= Bromley equation =

Calculation involving electrolyte solutions

The Bromley equation was developed in 1973 by Leroy A. Bromley with the objective of calculating activity coefficients for aqueous electrolyte solutions whose concentrations are above the range of validity of the Debye–Hückel equation. This equation, together with Specific ion interaction theory (SIT) and Pitzer equations is important for the understanding of the behaviour of ions dissolved in natural waters such as rivers, lakes and sea-water.

==Description==
Guggenheim had proposed an extension of the Debye-Hückel equation which is the basis of SIT theory. The equation can be written, in its simplest form for a 1:1 electrolyte, MX, as
$\log \gamma_{\pm} = \frac{-A_\gamma I^{1/2}}{1+I^{1/2} }+\beta b.$
$\gamma_{\pm}$ is the mean molal activity coefficient.
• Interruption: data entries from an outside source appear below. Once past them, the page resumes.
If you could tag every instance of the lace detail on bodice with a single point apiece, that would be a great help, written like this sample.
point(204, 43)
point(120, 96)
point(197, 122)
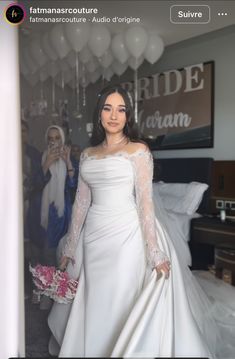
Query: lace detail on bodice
point(143, 172)
point(122, 153)
point(80, 208)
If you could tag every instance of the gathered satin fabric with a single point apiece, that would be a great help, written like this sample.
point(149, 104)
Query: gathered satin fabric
point(122, 307)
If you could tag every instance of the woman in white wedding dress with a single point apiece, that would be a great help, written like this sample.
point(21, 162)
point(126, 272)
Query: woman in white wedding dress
point(135, 298)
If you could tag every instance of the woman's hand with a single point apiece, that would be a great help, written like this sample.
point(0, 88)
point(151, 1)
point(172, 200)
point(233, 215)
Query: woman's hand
point(165, 267)
point(64, 262)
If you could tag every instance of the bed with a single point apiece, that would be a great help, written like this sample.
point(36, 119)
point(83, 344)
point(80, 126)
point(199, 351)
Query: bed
point(181, 188)
point(171, 193)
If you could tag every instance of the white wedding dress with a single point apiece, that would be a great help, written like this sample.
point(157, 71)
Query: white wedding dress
point(122, 308)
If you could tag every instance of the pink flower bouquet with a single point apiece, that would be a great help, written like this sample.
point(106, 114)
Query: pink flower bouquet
point(54, 283)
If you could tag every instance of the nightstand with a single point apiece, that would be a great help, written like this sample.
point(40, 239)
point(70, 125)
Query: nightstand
point(208, 233)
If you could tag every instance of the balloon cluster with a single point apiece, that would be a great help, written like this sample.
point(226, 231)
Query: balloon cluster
point(89, 51)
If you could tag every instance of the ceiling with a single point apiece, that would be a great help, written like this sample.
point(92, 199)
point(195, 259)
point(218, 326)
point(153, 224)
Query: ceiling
point(154, 16)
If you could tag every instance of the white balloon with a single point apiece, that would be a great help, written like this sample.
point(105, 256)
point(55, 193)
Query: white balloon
point(119, 68)
point(85, 55)
point(67, 76)
point(92, 65)
point(23, 67)
point(99, 40)
point(134, 63)
point(77, 34)
point(154, 48)
point(84, 82)
point(119, 48)
point(106, 59)
point(37, 52)
point(71, 59)
point(59, 41)
point(136, 39)
point(48, 48)
point(63, 65)
point(30, 63)
point(58, 80)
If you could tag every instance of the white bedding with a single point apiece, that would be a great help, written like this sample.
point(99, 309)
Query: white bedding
point(221, 294)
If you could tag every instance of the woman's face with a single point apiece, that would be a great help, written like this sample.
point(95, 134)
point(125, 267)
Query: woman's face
point(113, 114)
point(54, 138)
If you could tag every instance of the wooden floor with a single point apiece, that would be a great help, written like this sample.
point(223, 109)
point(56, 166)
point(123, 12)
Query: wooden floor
point(36, 330)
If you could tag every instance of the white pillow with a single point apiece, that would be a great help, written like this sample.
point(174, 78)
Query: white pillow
point(180, 197)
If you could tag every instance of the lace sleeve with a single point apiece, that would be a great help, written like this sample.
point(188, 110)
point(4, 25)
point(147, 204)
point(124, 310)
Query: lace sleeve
point(79, 212)
point(143, 166)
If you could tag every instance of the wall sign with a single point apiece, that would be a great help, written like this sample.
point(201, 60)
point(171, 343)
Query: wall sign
point(176, 107)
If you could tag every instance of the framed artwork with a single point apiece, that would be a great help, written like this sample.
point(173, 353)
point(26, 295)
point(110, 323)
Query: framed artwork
point(176, 108)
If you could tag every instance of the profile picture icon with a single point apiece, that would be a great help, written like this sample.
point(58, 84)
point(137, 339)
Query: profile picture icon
point(15, 14)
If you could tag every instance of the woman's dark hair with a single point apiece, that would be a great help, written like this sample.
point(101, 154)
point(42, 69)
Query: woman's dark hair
point(130, 129)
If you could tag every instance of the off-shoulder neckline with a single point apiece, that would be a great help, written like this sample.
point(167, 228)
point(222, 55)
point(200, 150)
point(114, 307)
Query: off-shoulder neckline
point(122, 153)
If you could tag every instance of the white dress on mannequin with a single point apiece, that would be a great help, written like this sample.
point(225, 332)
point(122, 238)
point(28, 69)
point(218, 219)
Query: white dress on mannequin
point(122, 307)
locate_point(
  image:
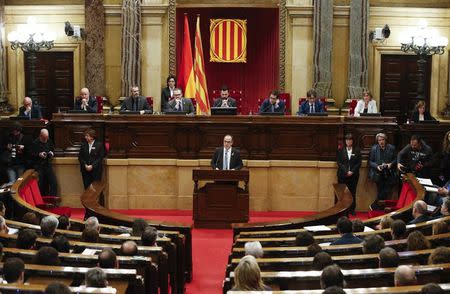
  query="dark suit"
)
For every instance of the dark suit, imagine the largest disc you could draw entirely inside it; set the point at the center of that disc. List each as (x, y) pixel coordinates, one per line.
(91, 107)
(136, 104)
(94, 158)
(186, 103)
(346, 164)
(235, 159)
(266, 106)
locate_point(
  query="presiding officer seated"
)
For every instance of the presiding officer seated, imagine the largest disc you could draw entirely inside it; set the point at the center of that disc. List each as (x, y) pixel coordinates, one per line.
(136, 103)
(311, 105)
(272, 104)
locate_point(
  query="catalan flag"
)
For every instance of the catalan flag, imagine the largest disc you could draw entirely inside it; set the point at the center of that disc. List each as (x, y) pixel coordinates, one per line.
(201, 90)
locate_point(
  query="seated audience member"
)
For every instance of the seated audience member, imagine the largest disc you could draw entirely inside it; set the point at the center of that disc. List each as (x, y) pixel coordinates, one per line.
(14, 270)
(420, 113)
(48, 226)
(254, 249)
(366, 104)
(416, 157)
(321, 260)
(398, 230)
(108, 259)
(179, 103)
(225, 100)
(47, 256)
(96, 277)
(30, 109)
(149, 236)
(311, 105)
(26, 239)
(417, 241)
(136, 102)
(272, 104)
(419, 212)
(61, 244)
(332, 276)
(247, 276)
(405, 276)
(373, 244)
(345, 227)
(388, 257)
(85, 102)
(439, 255)
(129, 248)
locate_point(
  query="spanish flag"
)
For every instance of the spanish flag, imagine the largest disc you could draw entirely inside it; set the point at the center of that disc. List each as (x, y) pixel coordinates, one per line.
(201, 90)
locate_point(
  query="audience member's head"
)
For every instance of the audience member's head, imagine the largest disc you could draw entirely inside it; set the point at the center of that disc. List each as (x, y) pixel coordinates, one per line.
(254, 248)
(26, 239)
(107, 259)
(404, 276)
(388, 257)
(13, 270)
(96, 277)
(439, 255)
(48, 226)
(129, 248)
(61, 244)
(417, 241)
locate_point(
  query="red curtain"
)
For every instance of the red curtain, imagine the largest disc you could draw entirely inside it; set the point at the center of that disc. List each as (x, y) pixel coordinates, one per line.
(259, 75)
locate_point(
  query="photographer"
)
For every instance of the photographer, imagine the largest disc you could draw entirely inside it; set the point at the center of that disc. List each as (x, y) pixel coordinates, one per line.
(382, 162)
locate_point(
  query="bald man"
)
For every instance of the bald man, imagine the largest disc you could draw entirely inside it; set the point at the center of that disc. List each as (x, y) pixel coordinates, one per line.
(42, 153)
(85, 102)
(29, 110)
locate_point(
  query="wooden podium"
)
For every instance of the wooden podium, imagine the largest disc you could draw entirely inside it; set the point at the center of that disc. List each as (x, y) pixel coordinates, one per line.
(218, 204)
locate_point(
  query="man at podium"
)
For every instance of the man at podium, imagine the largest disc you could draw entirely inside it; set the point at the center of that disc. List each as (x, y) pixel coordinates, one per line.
(227, 157)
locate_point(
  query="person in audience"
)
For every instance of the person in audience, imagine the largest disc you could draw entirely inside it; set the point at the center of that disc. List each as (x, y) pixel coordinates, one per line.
(405, 276)
(227, 157)
(136, 102)
(417, 241)
(96, 277)
(26, 239)
(420, 113)
(85, 102)
(272, 104)
(48, 226)
(167, 92)
(419, 212)
(180, 103)
(254, 249)
(416, 157)
(61, 244)
(382, 168)
(129, 248)
(108, 259)
(398, 230)
(90, 158)
(366, 104)
(42, 153)
(332, 276)
(349, 162)
(225, 100)
(30, 109)
(14, 270)
(311, 104)
(47, 256)
(247, 276)
(373, 244)
(388, 257)
(321, 260)
(345, 227)
(439, 255)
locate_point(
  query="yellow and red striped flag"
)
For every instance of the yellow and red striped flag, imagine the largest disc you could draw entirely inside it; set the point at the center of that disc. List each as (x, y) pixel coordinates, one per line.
(201, 90)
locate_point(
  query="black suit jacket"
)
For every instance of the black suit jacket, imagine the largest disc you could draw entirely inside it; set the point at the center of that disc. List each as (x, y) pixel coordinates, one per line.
(235, 160)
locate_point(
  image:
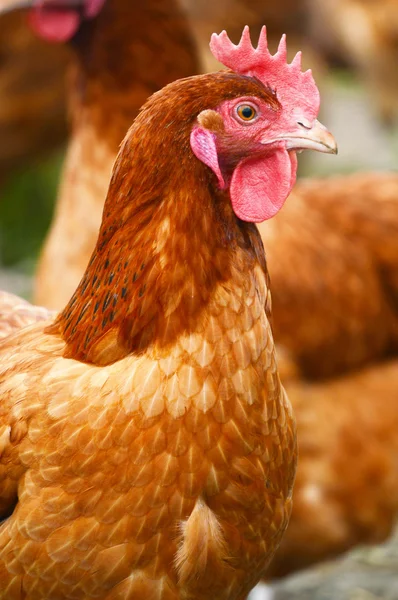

The first term on the right-hand side is the Debye–Hückel term, with a constant, A, and the ionic strength I. β is an interaction coefficient and b the molality of the electrolyte. As the concentration decreases so the second term becomes less important until, at very low concentrations, the Debye-Hückel equation gives a satisfactory account of the activity coefficient.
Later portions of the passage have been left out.